Esdras
Capítulo 5
Se reanuda la construcción
Entonces, el profeta Ageo y el profeta Zacarías, hijo de Idó, comenzaron a profetizar a los judíos de Judá y Jerusalén en nombre del Dios de Israel que velaba sobre ellos.
Al oírlos, Zorobabel, hijo de Sealtiel, y Josué, hijo de Yosadac, se pusieron a reconstruir el templo de Jerusalén, acompañados y alentados por los profetas de Dios.
Pero Tatenay, gobernador de Transeufratina, Setar Boznay y sus colegas se acercaron, y les dijeron:
–¿Quién les ha ordenado construir este templo y restaurar este santuario? ¿Cómo se llaman los hombres que han mandado construir este edificio?
Pero Dios velaba por las autoridades de Judá y les permitieron seguir las obras mientras no llegase un decreto de Darío y les entregasen el escrito.
Copia de la carta que enviaron Tatenay, gobernador de Transeufratina, Setar Boznay, sus colegas y las autoridades de Transeufratina al rey Darío.

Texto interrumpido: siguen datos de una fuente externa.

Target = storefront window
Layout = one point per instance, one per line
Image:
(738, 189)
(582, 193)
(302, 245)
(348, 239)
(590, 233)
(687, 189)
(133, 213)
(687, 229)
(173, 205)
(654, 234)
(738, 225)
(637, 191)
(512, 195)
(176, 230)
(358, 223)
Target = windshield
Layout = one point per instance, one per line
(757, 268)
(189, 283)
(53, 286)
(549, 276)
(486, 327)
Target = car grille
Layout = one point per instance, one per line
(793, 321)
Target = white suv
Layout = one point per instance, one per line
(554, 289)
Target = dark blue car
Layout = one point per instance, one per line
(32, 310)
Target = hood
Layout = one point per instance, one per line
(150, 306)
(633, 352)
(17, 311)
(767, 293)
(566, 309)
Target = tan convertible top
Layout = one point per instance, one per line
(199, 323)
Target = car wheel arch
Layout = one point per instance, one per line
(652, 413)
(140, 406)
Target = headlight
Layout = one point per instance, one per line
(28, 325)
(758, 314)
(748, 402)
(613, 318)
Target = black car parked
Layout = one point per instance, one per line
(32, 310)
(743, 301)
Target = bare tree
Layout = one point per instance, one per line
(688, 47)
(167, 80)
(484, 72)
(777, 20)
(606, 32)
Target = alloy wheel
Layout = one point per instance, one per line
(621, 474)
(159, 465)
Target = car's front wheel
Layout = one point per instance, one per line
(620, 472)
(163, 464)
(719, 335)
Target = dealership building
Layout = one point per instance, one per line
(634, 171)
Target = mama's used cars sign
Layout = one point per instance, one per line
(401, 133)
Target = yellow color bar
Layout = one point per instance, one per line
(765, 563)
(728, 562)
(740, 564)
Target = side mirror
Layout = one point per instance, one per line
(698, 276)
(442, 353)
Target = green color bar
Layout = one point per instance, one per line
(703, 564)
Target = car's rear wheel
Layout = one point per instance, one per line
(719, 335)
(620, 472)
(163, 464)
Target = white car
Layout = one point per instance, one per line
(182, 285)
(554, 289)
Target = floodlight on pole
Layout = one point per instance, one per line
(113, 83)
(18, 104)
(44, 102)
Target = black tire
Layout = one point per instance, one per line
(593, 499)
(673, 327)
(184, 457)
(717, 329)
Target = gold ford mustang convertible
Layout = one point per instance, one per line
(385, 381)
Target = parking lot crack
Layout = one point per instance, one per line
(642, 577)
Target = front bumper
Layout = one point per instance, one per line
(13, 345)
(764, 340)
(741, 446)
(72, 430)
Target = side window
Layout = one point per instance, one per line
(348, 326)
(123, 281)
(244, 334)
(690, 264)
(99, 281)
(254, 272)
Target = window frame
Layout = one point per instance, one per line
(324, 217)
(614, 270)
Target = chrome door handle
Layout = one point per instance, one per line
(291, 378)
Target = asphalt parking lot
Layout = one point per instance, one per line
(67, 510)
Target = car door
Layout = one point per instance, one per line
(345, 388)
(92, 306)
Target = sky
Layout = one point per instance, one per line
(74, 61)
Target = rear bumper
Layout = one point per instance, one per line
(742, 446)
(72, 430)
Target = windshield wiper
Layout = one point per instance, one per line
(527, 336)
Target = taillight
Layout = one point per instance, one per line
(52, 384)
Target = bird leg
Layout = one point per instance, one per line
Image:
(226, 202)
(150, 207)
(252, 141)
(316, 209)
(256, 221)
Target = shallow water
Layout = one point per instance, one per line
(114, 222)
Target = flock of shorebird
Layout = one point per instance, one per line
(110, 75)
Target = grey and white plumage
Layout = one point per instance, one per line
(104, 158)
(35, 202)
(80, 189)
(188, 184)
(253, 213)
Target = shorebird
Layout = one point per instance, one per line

El escrito estaba redactado en los siguientes términos: Al rey Darío, paz completa.
Sepa el rey que hemos ido a la provincia de Judá y resulta que los judíos con su senado están construyendo en Jerusalén un gran templo con bloques de piedra, y recubren sus paredes de madera; trabajan a conciencia y el trabajo adelanta rápidamente.
Entonces preguntamos al senado: ¿Quién les ha ordenado reconstruir esta casa y restaurar este santuario?
Les pedimos también sus nombres, y tomamos por escrito los de sus jefes para poder informarte.
Nos dieron la siguiente respuesta: Nosotros somos servidores del Dios del cielo y tierra, y estamos reconstruyendo un templo edificado antaño, que construyó y terminó un gran rey de Israel.
Pero nuestros padres irritaron al Dios del cielo, y éste los entregó en manos del caldeo Nabucodonosor, rey de Babilonia, que destruyó este templo y deportó el pueblo a Babilonia.
Sin embargo, el primer año de su reinado, Ciro de Babilonia ordenó reconstruirlo.
Además, los objetos de oro y plata que Nabucodonosor se llevó del templo de Jerusalén al de Babilonia, el rey Ciro mandó sacarlos de este último y los consignó a un hombre llamado Sesbasar, al que nombró gobernador,
diciéndole: Toma estos objetos, ve a llevarlos al templo de Jerusalén y que reconstruyan la casa de Dios en su mismo sitio.
Sesbasar vino, echó los cimientos del templo de Jerusalén y desde entonces lo estamos construyendo; pero todavía no hemos terminado.
Por consiguiente, si al rey le parece, que investiguen en los archivos reales de Babilonia, a ver si es verdad que el rey Ciro ordenó reconstruir este templo de Jerusalén. Y que nos comuniquen lo que el rey decida.